Analyses of individuals

In Experiments A and B, the mean number of moves differed by at least 0.1 in 1.2% and 4.7% of observations, respectively; the mean number of latitude-longitude coordinates was different by at least 2 in 3.5% and 11.5% of observations; mean displacement differed by at least 0.1 degree of latitude-longitude in 2.4% and 4.5% of observations; and mean exposure differed by at least 0.1 µg/m3 in 4.1% and 8.1% of observations (results not shown).

Mean displacement

Differences in mean displacement between the experimental datasets and the original dataset were examined by region (defined by first character of first postal code in history), and urban versus rural location (defined by second character of first postal code in history). Generally, the percentage of observations where the absolute difference in mean distance was at least 0.1 degree did not vary systematically between regions, except for the Northwest Territories and Nunavut, where it was higher (Table 5).

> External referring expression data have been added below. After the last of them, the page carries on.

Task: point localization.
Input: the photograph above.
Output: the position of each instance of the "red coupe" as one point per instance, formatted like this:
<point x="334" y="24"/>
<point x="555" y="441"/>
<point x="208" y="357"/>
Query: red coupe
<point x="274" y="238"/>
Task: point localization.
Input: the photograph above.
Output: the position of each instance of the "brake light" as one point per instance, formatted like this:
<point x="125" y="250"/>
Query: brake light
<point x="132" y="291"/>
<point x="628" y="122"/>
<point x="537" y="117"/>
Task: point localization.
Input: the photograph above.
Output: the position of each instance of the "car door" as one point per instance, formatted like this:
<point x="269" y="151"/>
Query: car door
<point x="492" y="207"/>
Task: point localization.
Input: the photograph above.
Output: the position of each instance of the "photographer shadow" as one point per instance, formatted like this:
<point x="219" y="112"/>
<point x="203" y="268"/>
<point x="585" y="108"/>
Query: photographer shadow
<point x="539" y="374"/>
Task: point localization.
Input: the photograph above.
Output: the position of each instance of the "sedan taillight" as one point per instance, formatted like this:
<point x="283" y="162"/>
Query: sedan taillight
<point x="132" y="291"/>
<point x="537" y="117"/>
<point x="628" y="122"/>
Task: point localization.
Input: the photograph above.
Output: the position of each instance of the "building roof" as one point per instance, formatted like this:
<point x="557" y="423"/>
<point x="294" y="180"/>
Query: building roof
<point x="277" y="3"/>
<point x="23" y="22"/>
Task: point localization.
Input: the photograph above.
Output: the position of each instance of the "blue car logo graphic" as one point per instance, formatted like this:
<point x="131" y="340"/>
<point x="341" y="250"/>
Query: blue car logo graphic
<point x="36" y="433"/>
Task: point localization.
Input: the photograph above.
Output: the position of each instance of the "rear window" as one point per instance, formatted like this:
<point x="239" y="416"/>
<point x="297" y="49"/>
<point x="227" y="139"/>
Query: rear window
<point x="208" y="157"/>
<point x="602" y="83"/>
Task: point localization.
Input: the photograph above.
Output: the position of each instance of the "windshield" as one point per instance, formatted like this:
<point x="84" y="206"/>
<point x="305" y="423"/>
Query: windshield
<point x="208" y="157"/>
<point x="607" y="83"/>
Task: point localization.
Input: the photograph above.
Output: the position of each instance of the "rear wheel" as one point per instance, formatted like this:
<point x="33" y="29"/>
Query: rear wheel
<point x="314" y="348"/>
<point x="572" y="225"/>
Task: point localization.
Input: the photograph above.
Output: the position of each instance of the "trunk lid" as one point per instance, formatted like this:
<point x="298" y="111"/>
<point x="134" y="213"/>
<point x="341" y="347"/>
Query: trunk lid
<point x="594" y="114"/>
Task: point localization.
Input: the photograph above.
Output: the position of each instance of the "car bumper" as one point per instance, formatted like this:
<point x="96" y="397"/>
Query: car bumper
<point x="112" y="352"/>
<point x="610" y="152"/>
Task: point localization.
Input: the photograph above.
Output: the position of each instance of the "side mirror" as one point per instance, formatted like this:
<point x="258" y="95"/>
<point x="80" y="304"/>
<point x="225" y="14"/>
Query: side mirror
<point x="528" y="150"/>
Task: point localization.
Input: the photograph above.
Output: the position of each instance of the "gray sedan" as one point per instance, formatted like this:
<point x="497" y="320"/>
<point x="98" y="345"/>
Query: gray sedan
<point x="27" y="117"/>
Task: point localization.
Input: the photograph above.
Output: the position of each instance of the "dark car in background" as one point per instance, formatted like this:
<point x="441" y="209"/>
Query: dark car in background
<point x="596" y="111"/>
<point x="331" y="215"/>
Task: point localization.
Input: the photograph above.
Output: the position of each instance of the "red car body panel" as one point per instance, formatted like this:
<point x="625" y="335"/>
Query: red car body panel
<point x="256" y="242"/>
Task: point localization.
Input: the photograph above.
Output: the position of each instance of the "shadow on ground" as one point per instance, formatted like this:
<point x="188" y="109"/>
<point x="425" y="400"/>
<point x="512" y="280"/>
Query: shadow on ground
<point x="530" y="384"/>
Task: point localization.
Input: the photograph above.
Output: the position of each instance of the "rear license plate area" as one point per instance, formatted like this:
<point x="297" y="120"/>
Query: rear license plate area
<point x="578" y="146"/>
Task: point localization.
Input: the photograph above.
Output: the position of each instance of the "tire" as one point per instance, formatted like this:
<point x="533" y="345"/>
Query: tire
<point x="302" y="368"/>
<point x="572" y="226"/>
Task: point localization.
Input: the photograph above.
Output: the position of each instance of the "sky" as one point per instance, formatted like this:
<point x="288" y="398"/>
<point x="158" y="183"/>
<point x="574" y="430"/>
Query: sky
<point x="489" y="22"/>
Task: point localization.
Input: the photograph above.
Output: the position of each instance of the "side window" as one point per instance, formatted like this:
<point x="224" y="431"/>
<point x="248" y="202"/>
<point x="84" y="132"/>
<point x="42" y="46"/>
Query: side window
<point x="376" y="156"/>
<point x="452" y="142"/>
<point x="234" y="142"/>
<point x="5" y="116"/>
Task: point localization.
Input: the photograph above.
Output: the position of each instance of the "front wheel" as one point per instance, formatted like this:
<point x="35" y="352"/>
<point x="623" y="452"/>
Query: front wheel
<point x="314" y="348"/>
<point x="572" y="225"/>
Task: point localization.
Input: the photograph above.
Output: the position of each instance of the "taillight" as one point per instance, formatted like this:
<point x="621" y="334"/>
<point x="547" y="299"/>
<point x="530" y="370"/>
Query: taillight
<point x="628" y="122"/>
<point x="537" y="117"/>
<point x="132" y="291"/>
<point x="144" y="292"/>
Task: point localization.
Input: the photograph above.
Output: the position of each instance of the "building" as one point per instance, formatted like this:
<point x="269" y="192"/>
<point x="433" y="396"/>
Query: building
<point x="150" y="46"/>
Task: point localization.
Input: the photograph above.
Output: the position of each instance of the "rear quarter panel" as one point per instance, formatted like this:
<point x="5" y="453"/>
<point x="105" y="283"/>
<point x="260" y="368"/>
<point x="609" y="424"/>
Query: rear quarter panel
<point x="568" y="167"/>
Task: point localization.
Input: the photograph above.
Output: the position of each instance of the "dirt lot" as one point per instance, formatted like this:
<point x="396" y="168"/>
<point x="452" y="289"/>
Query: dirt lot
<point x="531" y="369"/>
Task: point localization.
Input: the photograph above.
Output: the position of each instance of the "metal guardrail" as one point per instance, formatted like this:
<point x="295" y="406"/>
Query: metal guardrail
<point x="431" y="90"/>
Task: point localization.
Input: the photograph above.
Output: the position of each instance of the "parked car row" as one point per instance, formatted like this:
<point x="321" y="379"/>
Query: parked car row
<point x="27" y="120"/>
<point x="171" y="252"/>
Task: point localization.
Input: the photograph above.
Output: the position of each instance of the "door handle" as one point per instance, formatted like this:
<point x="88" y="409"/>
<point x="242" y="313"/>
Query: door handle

The percentages of observations where the absolute difference in mean distance was at least 0.1 degree were slightly higher for rural than urban postal codes.

Table 5
Mean displacement, by region and geography, Experiment A and Experiment B
Table summary
This table displays the results of Mean displacement Experiment A, Experiment B, Observations , Observations with absolute difference in mean distance
≥ 0.1 degree and Observations  , calculated using number and percent units of measure (appearing as column headers).
  Experiment A Experiment B
Observations Observations with
absolute difference
in mean distance
≥ 0.1 degree
Observations   Observations with
absolute difference
in mean distance
≥ 0.1 degree
number percent number percent
RegionTable 5 Note 1  
Newfoundland and Labrador 26,835 4.83 26,830 8.99
Nova Scotia 40,180 3.12 40,180 5.46
Prince Edward Island 6,395 2.31 6,400 3.94
New Brunswick 35,720 2.33 35,725 4.33
Eastern Quebec 116,715 1.75 116,720 3.28
Metropolitan Montréal 100,825 1.10 100,825 2.03
Western Quebec 137,210 1.04 137,205 1.93
Eastern Ontario 72,110 2.57 72,105 4.78
Central Ontario 116,930 1.40 116,935 2.64
Metropolitan Toronto 93,710 1.33 93,710 2.46
Southwestern Ontario 98,330 1.24 98,330 2.44
Northern Ontario 41,830 3.64 41,830 7.00
Manitoba 56,335 3.77 56,330 6.91
Saskatchewan 54,305 4.58 54,300 8.48
Alberta 112,945 4.29 112,950 7.96
British Columbia 122,230 3.70 122,230 6.71
Northwest Territories and Nunavut 4,610 6.75 4,585 13.24
Yukon Territory 1,420 3.39 1,410 6.17
Total 1,238,635 2.42 1,238,600 4.48
GeographyTable 5 Note 2  
Rural postal code 354,180 2.83 354,150 5.22
Urban postal code 884,455 2.25 884,450 4.18
Total 1,238,635 2.42 1,238,600 4.48

Mean exposure

The percentage of observations where the absolute difference in mean PM2.5 exposure was at least 0.1 µg/m3 did not vary systematically between regions (Table 6); it was slightly higher for observations with the first postal code indicating an urban region.

Table 6
Mean PM2.5 exposure, by region and geography, Experiment A and Experiment B
Table summary
This table displays the results of Mean PM2.5 exposure Observations with absolute difference in mean PM2.5 exposure ≥ 0.1 µg/m, Experiment A and Experiment B, calculated using percent units of measure (appearing as column headers).
  Observations with absolute difference in mean PM2.5 exposure ≥ 0.1 µg/m3
Experiment A Experiment B
percent
RegionTable 6 Note 1  
Newfoundland and Labrador 2.68 5.14
Nova Scotia 2.77 5.56
Prince Edward Island 1.59 3.08
New Brunswick 2.88 6.00
Eastern Quebec 3.66 7.21
Metropolitan Montréal 5.45 10.49
Western Quebec 5.34 10.44
Eastern Ontario 4.10 7.96
Central Ontario 4.79 9.31
Metropolitan Toronto 4.74 9.20
Southwestern Ontario 4.63 9.12
Northern Ontario 3.54 6.88
Manitoba 2.49 4.93
Saskatchewan 3.24 6.32
Alberta 4.17 8.10
British Columbia 3.42 6.75
Northwest Territories and Nunavut 3.59 7.41
Yukon Territory 3.53 7.61
Total 4.15 8.11
GeographyTable 6 Note 2  
Rural postal codes 3.39 6.70
Urban postal codes 4.45 8.67
Total 4.15 8.11

5. Discussion

Validation was conducted on a subset of the database in which all postal codes were present, but from which small percentages (5% in Experiment A; 10% in Experiment B) were erased and then imputed. The percentage of postal codes erased and imputed fit with the percentage observed in the subset.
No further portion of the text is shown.